Мне возразят: Дэвид Копперфилд не Чарльз Диккенс, нельзя проецировать биографию писателя на его творчество. Прекрасно. И все же от книги, рассказывающей о становлении писателя, закономерно ожидать чего-то весомее рассказа о прирожденных способностях, умноженных упорным трудом; при этом необязательно требовать от Диккенса той эстетически осмысленной цели жизни, какую мы находим у Пруста. Как писатель. Дэвид Копперфилд очень похож на Троллопа, если основываться на автобиографии последнего. Возводя искусство в своего рода моральный долг, Диккенс обедняет искусство, и любопытно, что в этом грехе он сам обвинял Теккерея.
Этот плоский буржуазно-самодовольный взгляд на призвание писателя определяет социальный и этический тонус романа. Никакой другой роман Диккенса не был так удручающе ограничен кругозором среднего буржуа. За все время только раз-другой в Дэвиде проглядывает Диккенс-сатирик — на обеде у Уотербруков, в комментариях и замечаниях мистера Спенлоу о машине правосудия. В остальном же создается впечатление, что борьба с детскими и юношескими невзгодами и заблуждениями истощила Дэвида до такой степени, что теперь он годится только для домашнего очага и общества своего доброго ангела, Агнес, и еще для добрых дел, которых от него, изволите видеть, требует его нынешняя слава.

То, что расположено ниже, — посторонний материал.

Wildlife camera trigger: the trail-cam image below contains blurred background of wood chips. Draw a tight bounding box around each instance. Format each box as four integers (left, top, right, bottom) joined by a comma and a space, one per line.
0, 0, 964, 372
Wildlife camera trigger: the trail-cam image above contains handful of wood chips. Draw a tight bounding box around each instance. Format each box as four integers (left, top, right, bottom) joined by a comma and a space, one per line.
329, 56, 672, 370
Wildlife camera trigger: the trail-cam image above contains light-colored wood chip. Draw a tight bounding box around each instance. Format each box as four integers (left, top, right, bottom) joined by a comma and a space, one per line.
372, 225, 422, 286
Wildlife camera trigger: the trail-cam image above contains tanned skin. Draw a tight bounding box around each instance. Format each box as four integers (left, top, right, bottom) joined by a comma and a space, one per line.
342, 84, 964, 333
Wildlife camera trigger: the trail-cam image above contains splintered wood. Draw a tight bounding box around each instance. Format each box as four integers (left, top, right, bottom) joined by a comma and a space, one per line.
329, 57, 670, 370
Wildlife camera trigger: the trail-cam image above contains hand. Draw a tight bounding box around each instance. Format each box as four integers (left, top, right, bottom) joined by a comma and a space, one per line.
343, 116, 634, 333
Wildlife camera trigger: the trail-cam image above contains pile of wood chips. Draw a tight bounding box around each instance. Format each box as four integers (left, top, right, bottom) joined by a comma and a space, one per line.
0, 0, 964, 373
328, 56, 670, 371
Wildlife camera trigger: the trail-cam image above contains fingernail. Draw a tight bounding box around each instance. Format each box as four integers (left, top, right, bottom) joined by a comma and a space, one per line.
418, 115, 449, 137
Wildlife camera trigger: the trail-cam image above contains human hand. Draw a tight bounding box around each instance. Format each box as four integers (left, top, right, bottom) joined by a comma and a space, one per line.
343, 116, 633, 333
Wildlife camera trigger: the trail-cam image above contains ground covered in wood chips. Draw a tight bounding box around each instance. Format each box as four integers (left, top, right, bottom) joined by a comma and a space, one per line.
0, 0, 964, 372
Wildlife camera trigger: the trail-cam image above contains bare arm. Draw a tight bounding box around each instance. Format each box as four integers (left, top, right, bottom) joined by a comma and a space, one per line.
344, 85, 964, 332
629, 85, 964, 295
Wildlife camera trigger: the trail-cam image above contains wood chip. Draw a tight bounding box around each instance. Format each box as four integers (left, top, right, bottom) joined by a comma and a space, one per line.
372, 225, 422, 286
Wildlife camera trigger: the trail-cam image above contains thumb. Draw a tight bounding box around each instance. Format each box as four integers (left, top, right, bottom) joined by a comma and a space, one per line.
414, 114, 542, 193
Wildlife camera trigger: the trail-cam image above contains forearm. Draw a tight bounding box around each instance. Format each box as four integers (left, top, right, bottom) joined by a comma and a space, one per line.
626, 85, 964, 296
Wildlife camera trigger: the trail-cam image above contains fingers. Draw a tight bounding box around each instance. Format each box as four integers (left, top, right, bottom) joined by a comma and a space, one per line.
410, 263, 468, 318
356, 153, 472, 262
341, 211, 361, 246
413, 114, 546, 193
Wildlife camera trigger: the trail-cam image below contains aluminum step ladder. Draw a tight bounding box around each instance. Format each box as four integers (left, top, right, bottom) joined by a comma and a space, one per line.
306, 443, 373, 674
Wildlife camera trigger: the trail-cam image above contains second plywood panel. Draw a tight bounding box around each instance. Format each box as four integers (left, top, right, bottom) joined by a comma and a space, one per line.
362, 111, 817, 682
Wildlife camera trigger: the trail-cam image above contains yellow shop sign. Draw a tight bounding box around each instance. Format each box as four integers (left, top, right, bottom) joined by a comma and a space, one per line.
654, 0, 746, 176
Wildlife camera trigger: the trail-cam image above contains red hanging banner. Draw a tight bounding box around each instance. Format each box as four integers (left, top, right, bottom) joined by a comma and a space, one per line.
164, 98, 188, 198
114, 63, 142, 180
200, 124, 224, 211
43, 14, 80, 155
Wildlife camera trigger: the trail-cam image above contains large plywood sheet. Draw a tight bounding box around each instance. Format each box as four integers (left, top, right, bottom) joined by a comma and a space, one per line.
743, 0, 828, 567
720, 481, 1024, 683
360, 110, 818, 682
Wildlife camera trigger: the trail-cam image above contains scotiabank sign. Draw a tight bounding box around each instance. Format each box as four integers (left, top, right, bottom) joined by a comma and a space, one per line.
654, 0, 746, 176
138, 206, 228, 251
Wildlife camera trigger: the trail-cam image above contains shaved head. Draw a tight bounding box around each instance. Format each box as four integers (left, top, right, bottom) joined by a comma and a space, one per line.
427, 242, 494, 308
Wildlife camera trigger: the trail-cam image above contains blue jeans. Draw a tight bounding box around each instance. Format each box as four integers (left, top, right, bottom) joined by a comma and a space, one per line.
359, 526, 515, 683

Когда Дэвид возвращается из путешествия, предпринятого, чтобы утешиться после смерти Доры и Стирфорта, Агнес спрашивает его: «Вы снова собираетесь уехать?» — «А что скажет по этому поводу моя сестра?» — «Раз вы спросили меня… мне кажется, вы не должны ехать. Допустим, я могла бы обойтись без моего брата, но уезжать вам несвоевременно. Ваш успех и известность, которые все растут, помогут вам приносить людям добро». Переживая филантропический и унитарианский период своей жизни, Диккенс и впрямь мог думать, что его литературный гений призван исключительно расширить его возможности «приносить людям добро». Но мы не обязаны разделять это убеждение. Для писателя, умевшего показать общество со всеми его пороками, как это сделал Диккенс в «Домби и сыне», благотворительность едва ли достойное его сил поприще. Он и не удовлетворился ею — мы это увидим в следующей главе книги. С этой точки зрения «Дэвид Копперфилд» не более как сборник моральных прописей, которым истово следовали буржуа-викторианцы. Но не только здесь хромает роман, есть и более глубокие недостатки. Наполненную добрыми делами жизнь Дэвида следует рассматривать в христианском аспекте, и тут представляется весьма неудовлетворительным смысл жизни, предлагаемый романом и вместе с ним безусловно искренним христианином Диккенсом. Он высмеял романтическую любовь, губительную силу страсти — очень хорошо, но что он предлагает взамен? — покойный домашний очаг и Агнес. Право, маловато. Он камня на камне не оставил от свирепого кальвинизма Мэрдстонов — это совсем хорошо, но без милосердия христианское «творить добро» — пустой звук. Так же впустую разряжает воздух и общественный пафос писателя, не решившегося охватить единым взглядом все общество в целом. В «Домби и сыне» это было дано обещанием, но вполне удалось только в следующем романе, в «Холодном доме». И, словно компенсируя эти потери, в замечательно живом характере Стирфорта Диккенс дает прекрасное воплощение того изящества и щедрости души, которые мы зовем обаянием.
Глава V
Англия, дом и красота. 1850–1858
так, подобно Дэвиду Копперфилду (хотя вряд ли так же окончательно), Чарльз Диккенс вернулся домой. Но сомнения и колебания не оставляли его. В 1847 он писал одному из своих друзей: «Если у Вас есть какие-нибудь поручения в Австралии, то после окончания „Домби“ я собираюсь ненадолго съездить туда. Вернусь домой через Китай». В пятидесятые годы общественные и семейные заботы чрезвычайно угнетали его; он убегал от них за границу с друзьями, подолгу жил с семьей во Франции и все равно писал в 1854:
«Приходят пугающие мысли — уехать куда-нибудь одному, может быть в Пиренеи… Начинаю представлять себя живущим по полугоду или около того в каких-нибудь совершенно недоступных местах. Меня постоянно манит идея забраться в Швейцарии под самые вечные снега и пожить в каком-нибудь головокружительном монастыре… Неугомонный, скажете Вы. Не знаю, но эти мысли преследуют меня постоянно, и я ничего не могу с ними поделать. Я отдыхаю уже девять (или десять?) недель, и порой мне кажется, что прошел целый год, хотя до приезда у меня были очень странные нервные перепады. Если бы не привычка ходить быстро и помногу, я бы просто взорвался и этим прекратил свое существование».